A research team at Duke University, led by Dartmouth and Duke professors, discovered a treatment method that has brought researchers one step closer to a cure for drug-resistant leukemia. Pharmacology and toxicology professor Manabu Kurokawa and Sally Kornbluth, a pharmacology and cancer biology professor of at Duke University School of Medicine, led the team to discover a way to destroy a patient's cancer cells using mutations within certain cells.
Kurokawa's research focuses on chronic myeloid leukemia, a type of white blood cell cancer that can easily become resistant to drug treatments, he said. Gleevec is the most common drug used to treat this leukemia, but it can eventually become ineffective if cells become resistant. Chronic myeloid leukemia is caused by a specific oncoprotein called BCR-ABL, a mutated protein that makes a cell cancerous, according to Kurokawa.
BCR-ABL is only present in patients with this type of cancer.
The most common way to treat chronic myeloid leukemia is to use drugs that will inhibit the mutated protein. Kurokawa and Kornbluth focused, however, on using the protein to kill leukemia by targeting only cells that exhibit BCR-ABL, according to Kurokawa. This will prevent healthy, non-cancerous cells from being killed, since they do not have the BCR-ABL oncoprotein.
While traditional chemotherapy can affect healthy cells, the researchers' new method only targets cancerous cells.
"Our idea was to approach BCR and not inhibit it," Kurokawa said. "As long as activity exists, our gene therapy becomes activated."
The gene therapy works even when the cancer cells become resistant to drugs, because it specifically targets the protein that actually causes the cancer, which is less likely to mutate, he said.
This new strategy could change the way oncologists use technology to treat cancer, pharmacology and toxicology professor Alan Eastman said.
"From a technological point of view, this is a really exciting approach," Eastman said. "The strategy that only tumor cells will die because only tumor cells have the mutant protein is an exciting direction for the future."
The team's research is significant to the field because it only targets the harmful cells, pharmacology and toxicology professor Yolanda Sanchez said.
"This is a new way of thinking about cancer therapy taking advantage of the changes that the leukemia cells are dependent on," Sanchez said.
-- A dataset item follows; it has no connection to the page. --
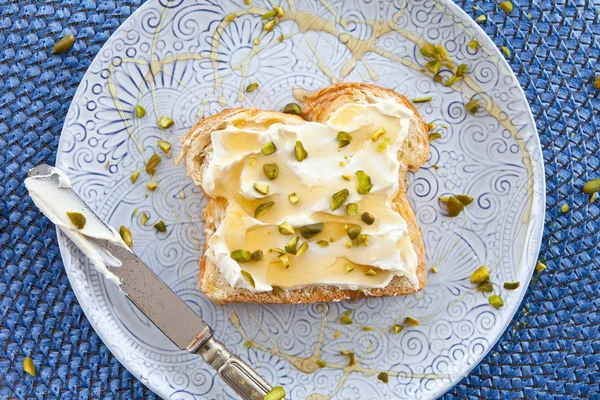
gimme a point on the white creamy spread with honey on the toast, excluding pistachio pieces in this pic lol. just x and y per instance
(236, 164)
This method is still being tested, and will not be used on a large scale in the near future, Kurokawa said.
This new form of treatment could be used to help chronic myeloid leukemia patients in smaller ways, such as "cleaning" bone marrow, he said, referring to a process in which cancer patients use their own bone marrow in transplants. The treatment is used when a bone marrow transplant canot be found for a patient, and it requires that bone marrow be removed, put through chemotherapy to kill the leukemia cells and then put back in the patient's body.
This form of bone marrow transplant, however, still presents problems, Kurokawa said.
"There is a chance that there will still be leukemia in the cells, and then the leukemia reenters the body," he said.
Only cells with BCR-ABL would be targeted using the new approach, which would remove all of the cancer cells in the bone marrow and not affect any of the healthy cells, effectively cleaning the marrow.
Eastman said that there are other problems with cleaning bone marrow. There is the potential that not all the cells with the mutant protein will be destroyed by the gene therapy and some cancer cells could survive.
"If you can't get into all the cells, there is still a population that can succumb to leukemia," he said.
However, Eastman acknowledged that this form of gene therapy could still be "extremely valuable" to certain leukemia patients.
The team began their research started at Duke six years ago, according to Kurokawa. While his lab at the Geisel School of Medicine is still small, he said he hopes to continue working to solve drug-resistant chronic myeloid leukemia.
Kornbluth could not be reached for comment by press time.